= William Nichols (mariner) =

William Nichols (fl. 1758-1780) was an English sea captain in the 18th century. He played a prominent role in one of the greatest marine disasters in Canadian history as measured by loss of Canadian lives. Nichols was the captain and co-owner of the transport vessel, the Duke William, when it sank in the North Atlantic on 13 December 1758. At least 360 Acadians perished. Nichols received international attention when his journal recounting the tragic incident was published in popular print throughout the 19th century in England and America. Several years after the sinking of the Duke William, Nichols also received international attention again when he was taken captive by American patriots during the American Revolution.

==Marine career==

===Captain of the Duke William===
During the Seven Years' War, Captain Nichols owned and captained the vessel known as the Duke William. In 1758, Nichols was tasked with transporting exiled Acadians to France. While en route to France, the Duke William sank and 362 Acadians perished. One notable passenger on board the Duke William was Noel Doiron described by Nichols in his journal as the "head prisoner".

===Captain of the Eagle Packet===
Captain Nichols survived the sinking of the Duke William and went on to own and captain a Falmouth Packet called the "Eagle" during the American Revolution. During the revolution, he was taken prisoner by American patriots.

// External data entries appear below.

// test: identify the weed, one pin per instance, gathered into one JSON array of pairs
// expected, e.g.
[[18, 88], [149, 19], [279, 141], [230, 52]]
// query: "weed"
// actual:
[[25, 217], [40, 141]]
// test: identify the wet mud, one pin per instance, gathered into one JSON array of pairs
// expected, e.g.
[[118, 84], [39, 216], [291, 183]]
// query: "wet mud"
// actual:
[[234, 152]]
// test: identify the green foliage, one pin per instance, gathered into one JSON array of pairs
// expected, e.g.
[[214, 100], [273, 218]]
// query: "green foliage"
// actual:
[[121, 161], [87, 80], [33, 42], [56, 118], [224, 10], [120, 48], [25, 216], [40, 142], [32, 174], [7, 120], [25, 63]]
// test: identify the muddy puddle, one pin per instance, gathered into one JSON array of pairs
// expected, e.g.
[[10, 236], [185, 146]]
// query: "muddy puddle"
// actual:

Nichols wrote to George Washington on 6 May 1778 and requested his prompt release through a prisoner exchange with England.

===Captain of the Swift Packet===
After his release as a prisoner, Captain Nichols took up residence in Falmouth, Cornwall, England and finished his career making trans-Atlantic crossings in the Swift Packet delivering mail, though illness on occasion made him unable to travel.